Vicdan, kişinin kendi niyeti veya davranışları hakkında kendi ahlaki değerlerini temel alarak yaptıklarını veya yapacaklarını ölçüp biçtiği bir kişilik özelliğidir. Vicdan, birçok dinde, birçok felsefi akımda, mistisizmde önem verilmiş bir kavramdır.

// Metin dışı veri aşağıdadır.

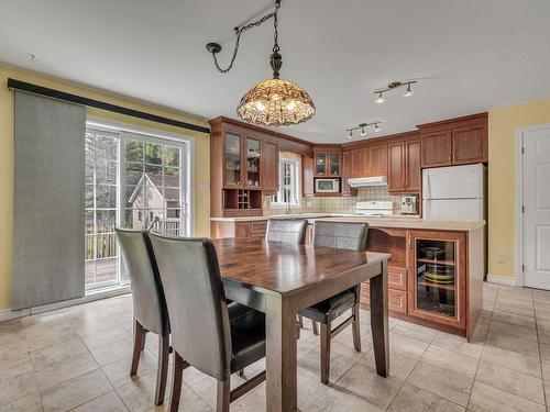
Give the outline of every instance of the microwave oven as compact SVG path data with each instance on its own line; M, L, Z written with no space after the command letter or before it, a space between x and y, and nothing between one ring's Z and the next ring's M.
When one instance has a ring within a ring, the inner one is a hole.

VCD; vecd, coşmak “aşkın bir değer” yükleme anlamına gelir. Vicdan sözcüğü Arapça bir ifadedir ve (v-c-d) kökünden türetilmiştir. Sözlükte “bulmak, zenginleşmek, sevmek, üzülmek, öfkelenmek” anlamlarındaki vecd kökünden mastar olan vicdan ve aynı kökten vücdân, cide gibi sözcükler “bolluk, rahatlık, zenginlik”, vecd ise üzüntü ve sevgi manasına gelmektedir. Vicdan Arapça’da sembolik bir ifadedir ve “vecede” fiil kökünden türetilmiştir. “Vecede” fiilinin mastar kalıbı olan “el-vucud” beş duyu organı aracılığı ile “bulma”yı ifade eder. Bir şeyin tadını, sesini, kokusunu, sertliğini bulmak, fark etmek, algılamak manasını ifade etmektedir.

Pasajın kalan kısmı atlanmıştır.